Did you know Arsene Wenger has a master's degree in economics? And what has he learnt from it? Don't buy old players, buy in them their early 20s and sell them as soon as someone offers more than you think they are worth.
Another insightfull take from the Australian Financial Review:
'... the average proportion of English fans who are sure to watch their club next season: about half.' "Number's Up' AFR Review page 9
I read about this book in Friday's AFR Review in an extract from The Economist. Its full title is Why England Lose: and Other Curious Football Phenomena Explained.
English economists love writing about and trying to explain football. My view is that the gap in knowledge is from marketing strategists, but that is another story.
This book has different titles in different countries. I like the one to be published in the US in October that reads: 'Soccernomics: Why England Lose, Why German and Brazil Win, and Why the U.S., Japan, Australia, Turkey and Even India are Destined to Become the New Kings of the World's Most Popular Sport. Gotta love that. Almost no need to spoil it by reading it.
Simon Kuper is a writer for the highly regarded (by me at least) Financial Times. His works include 'Soccer Against the Enemy: How the World's Most Popular Sport Starts and Fuels Revolutions and Keeps Dictors in Power.' And Ajax, the Dutch, the War: Football in Europe in the Second World War'. And the 'Perfect Pitch' series of books on football.
Stefan Szymanski has written a stack economics books on football. The one I like the look of is called 'National Pastime: How Americans Play Baseball and the Rest of the World Plays Soccer'. Without having read it I feel it may explain 'how Australians play AFL and the rest of the world plays soccer'.
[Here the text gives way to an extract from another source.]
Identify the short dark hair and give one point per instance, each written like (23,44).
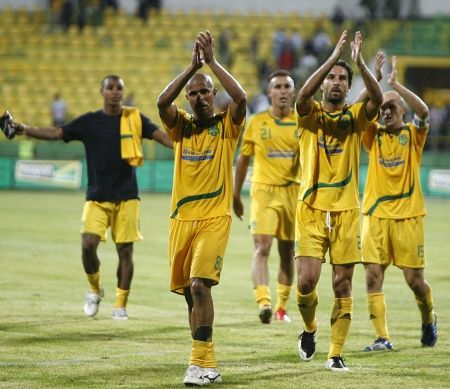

Publisher's HarperCollins take:
'"Why do England lose?" "Why do Newcastle United always buy the wrong players?" "How could Nottingham Forest go from winning the European Cup to the depths of League One?" "Penalties - what are they good for?" ... Written with an economist's brain and a football writer's skill, it applies high-powered analytical tools to everyday football topics. ... It's about looking at data in new ways. It's about revealing counterintuitive truths about football. It explains all manner of things about the game which newspapers just can't see. It all adds up to a new way of looking at football, beyond cliches about "The Magic of the FA Cup", "England's Shock Defeat" and "Newcastle's New South American Star".' As quoted at ABEBooks online.